Consideration should be given to harvesting gains to offset capital loss carryovers from prior years, as well as to maximize the 0% federal capital gain tax bracket.

 

Offset Capital Loss Carryover

In the tax year, realized capital losses from trading activity can be used to offset realized capital gains.  Excess losses, up to $3,000, are available for deduction on the tax return.  Losses in excess of $3,000 are ‘suspended’ or carried over to the following tax year to offset realized capital gains first, then income by up to $3,000.  This carryover process continues until all losses have been utilized.

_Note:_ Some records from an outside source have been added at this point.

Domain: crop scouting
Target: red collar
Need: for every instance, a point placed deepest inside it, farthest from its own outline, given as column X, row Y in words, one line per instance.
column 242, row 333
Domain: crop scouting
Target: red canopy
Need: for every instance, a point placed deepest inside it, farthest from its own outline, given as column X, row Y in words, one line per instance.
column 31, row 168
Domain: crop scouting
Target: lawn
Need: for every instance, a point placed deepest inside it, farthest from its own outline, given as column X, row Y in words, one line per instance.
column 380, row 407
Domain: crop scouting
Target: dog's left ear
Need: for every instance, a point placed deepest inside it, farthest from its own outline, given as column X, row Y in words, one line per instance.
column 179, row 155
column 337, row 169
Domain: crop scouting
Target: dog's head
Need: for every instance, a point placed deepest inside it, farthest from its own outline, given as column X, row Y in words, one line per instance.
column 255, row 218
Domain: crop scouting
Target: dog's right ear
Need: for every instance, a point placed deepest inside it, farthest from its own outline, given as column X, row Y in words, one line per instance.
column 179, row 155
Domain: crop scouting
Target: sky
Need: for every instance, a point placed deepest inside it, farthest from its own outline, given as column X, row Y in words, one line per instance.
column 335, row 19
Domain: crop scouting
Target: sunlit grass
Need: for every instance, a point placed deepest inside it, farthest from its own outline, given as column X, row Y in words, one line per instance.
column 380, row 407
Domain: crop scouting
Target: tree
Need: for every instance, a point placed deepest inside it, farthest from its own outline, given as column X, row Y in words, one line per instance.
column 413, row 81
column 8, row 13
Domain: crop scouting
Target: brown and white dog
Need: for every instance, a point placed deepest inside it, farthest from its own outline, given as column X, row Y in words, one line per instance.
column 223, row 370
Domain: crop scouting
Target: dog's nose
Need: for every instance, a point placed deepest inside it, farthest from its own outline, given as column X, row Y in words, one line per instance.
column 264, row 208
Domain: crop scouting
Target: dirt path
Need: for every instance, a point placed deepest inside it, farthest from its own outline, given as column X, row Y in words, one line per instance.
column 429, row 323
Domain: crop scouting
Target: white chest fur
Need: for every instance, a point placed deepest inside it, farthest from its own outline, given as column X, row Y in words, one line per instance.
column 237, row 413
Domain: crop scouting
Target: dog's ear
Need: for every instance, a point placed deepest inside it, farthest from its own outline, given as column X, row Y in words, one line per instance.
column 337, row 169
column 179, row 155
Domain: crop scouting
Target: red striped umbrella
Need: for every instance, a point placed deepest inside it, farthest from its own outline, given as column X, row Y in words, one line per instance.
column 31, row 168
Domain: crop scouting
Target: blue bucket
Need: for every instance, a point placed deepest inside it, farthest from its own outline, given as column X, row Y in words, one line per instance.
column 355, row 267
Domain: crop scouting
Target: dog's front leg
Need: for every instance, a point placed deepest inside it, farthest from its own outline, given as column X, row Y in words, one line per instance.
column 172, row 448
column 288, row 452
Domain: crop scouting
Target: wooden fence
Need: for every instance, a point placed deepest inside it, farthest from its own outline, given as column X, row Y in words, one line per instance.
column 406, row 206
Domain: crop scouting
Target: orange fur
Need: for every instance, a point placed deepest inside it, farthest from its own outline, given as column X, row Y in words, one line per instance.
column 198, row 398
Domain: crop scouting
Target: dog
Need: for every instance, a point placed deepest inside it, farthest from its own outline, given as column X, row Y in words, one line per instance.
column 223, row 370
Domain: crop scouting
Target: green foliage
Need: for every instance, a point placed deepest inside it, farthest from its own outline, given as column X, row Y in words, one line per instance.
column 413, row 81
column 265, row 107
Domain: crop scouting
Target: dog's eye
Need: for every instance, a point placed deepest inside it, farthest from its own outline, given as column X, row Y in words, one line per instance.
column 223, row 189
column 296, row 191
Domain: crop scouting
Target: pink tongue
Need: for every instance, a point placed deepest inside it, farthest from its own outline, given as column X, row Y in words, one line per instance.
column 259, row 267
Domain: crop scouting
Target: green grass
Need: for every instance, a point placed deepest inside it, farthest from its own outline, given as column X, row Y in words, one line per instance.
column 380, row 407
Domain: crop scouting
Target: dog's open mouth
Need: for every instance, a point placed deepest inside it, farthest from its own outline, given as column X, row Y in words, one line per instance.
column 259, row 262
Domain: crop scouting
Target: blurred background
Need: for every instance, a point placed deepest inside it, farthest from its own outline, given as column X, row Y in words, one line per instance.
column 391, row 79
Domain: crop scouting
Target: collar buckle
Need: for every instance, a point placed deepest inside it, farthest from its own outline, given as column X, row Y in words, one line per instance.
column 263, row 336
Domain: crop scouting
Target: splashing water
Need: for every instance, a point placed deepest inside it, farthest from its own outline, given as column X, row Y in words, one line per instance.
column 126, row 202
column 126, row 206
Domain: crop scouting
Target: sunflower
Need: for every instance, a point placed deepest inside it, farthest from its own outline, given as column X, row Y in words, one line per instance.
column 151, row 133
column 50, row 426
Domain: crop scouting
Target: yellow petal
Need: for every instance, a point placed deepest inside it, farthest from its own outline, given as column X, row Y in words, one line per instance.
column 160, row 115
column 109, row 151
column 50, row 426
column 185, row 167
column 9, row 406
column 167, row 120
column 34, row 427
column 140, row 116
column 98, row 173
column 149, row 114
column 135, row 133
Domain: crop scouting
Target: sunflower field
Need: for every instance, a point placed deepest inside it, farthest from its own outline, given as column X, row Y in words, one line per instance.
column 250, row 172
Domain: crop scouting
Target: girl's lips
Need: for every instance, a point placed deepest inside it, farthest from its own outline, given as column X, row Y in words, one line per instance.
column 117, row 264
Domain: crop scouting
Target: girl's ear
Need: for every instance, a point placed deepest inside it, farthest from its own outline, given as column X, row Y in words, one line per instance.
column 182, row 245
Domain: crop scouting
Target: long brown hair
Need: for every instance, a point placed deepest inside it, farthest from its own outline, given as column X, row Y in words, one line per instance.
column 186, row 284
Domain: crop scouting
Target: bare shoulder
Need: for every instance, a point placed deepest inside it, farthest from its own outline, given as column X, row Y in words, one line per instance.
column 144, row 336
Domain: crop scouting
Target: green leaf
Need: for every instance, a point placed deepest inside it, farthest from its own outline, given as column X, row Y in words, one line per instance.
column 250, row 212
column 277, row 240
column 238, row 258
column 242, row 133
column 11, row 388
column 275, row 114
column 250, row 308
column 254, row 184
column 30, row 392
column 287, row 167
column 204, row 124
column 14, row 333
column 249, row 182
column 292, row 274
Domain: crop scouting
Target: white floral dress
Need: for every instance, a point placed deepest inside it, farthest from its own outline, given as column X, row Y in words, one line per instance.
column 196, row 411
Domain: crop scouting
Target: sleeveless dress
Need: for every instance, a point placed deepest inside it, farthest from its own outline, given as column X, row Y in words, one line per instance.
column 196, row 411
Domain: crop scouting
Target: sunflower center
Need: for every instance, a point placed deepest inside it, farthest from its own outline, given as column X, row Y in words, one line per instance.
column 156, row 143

In instances where a taxpayer has significant capital loss carryover that would take years to recover if only applying the annual $3,000 income deduction, the taxpayer should identify appreciated securities that can be sold so the unrealized capital gain can be offset by the capital loss carryover.  This is a tax efficient way to rebalance an account or liquidate positions to cash.

 

Capital Gains at 0% Tax

The federal income tax system has three tax brackets for capital gains, 0%, 15%, and 20%.  In general, if you are in the 0%, 10%, or 12% federal tax bracket, you may qualify for the 0% long-term capital gain tax rate.

Taxpayers in lower income tax brackets should identify appreciated securities with unrealized capital gains that would fall into the 0% tax bracket.  This is a tax efficient way to rebalance an account or liquidate positions to cash.

Tax-gain harvesting is best implemented at year-end when your total income and losses can be better estimated. That way, you can be sure you’ll qualify for the 0% long-term capital gains tax rate or that you have enough capital losses to offset the realized gains.

 

Other Considerations

Realizing capital gains could impact other tax calculations that look at your Modified Adjusted Gross Income (MAGI), such as the taxation of Social Security benefits or the Premium Tax Credit.

Kiddie Tax rules may apply when reviewing accounts owned by dependent children.

Donating appreciated stock eliminates the taxable gain as well as provides a charitable deduction reported on Schedule A.  Before selling a security, donation should be considered.